Bobby was dead. But he'd be damned if he were just
going to "live" with it. Even if it meant blowing away every junkie in New
Salem, he'd find the person responsible.
Arlo ran a hand through his hair and felt tears
well in his eyes. Bobby had been his pride. After Arlo's wife was killed-the
result of his own "error in judgment"-his older son, David, had never forgiven
him and had walked out of his life completely. He supposed he couldn't blame
David entirely for that, because, hell, he had never forgiven himself either.
Taking the coward's way out, he'd just retired and let it eat away his insides.
He had let David-and himself-down. He'd be damned if he'd let Bobby down,
too.
He had enough guilt to carry around.
Pushing himself away from the table, he stood.
Dressed only in a T-shirt and boxer shorts, he'd been sitting at the table
for better than an hour, staring at his gun, wondering if ignoring Bradford
and going after Bobby's killers was the right decision, finally deciding
it was. He recalled a time when he would have let the police do their jobs
and resigned himself to the inevitable: his son was gone and nothing on Earth
would bring him back or ease the terrible sense of loss that would haunt
him for the rest of his days.
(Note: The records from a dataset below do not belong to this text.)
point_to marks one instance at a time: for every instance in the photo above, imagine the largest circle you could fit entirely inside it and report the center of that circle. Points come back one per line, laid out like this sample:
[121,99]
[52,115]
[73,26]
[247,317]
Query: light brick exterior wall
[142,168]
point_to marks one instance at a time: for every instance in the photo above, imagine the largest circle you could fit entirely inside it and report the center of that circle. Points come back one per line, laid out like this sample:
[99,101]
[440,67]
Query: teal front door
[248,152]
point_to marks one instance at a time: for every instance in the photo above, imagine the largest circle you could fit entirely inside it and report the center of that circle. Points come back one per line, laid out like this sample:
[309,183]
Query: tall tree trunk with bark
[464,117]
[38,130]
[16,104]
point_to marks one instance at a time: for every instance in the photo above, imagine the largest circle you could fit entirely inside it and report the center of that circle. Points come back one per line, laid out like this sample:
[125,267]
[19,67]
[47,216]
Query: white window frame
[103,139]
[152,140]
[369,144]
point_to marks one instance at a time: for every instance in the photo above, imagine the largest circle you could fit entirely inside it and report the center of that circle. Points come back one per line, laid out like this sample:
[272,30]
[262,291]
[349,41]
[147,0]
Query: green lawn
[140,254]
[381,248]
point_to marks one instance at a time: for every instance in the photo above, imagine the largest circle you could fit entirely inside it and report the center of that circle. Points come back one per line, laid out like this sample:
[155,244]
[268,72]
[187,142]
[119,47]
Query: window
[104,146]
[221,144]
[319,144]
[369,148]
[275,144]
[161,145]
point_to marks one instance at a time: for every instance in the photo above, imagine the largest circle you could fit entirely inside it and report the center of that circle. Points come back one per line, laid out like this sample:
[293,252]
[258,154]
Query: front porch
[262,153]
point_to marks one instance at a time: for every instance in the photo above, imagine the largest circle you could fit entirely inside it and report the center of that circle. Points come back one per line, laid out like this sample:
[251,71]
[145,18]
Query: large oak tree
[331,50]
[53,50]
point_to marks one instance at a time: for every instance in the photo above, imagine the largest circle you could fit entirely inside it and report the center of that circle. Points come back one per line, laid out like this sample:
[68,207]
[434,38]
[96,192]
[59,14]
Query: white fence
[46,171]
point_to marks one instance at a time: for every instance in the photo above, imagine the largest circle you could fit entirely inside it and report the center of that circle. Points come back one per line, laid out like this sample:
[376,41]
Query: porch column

But not this time. Live with it? Like Hell
he would!
Depression gripping him, he went to the living
room and bent over an antique cedar chest that used to belong to his wife.
Opening it, he pulled out an old bulletproof vest, another souvenir from
his days on the force. He stared at it a moment, dragging his fingers over
the rough material. The vest had saved his life once, stopping a bullet that
would have gone through his heart. He'd survived with a broken rib and one
hell of a bruise, but that was a small price to pay for life. He let out
a humorless laugh. Funny, he had thought those days of getting shot at were
over, nothing more than war stories he planned to someday tell his grandchildren.
That wouldn't happen now, though. Bobby's killer had taken more than his
son; he'd taken his future.
He straightened and strapped on the vest, its bulkiness
vaguely uncomfortable and alien. For a moment standing in the dull lamplight,
he took slow deep breaths, a ghost of doubt entering his mind.
You're too old for this Arlo. You'll only get
yourself killed this time.
Hell, did it matter?
With a sigh, he went to the couch where he had
laid out his clothes-khaki trousers and a large L.L. Bean pullover shirt
that barely fit over the vest. A mild pounding took his heart as adrenaline
trickled into his veins.
It all comes back, doesn't it, Arlo? It all
comes back. You were a fool to think you could escape it.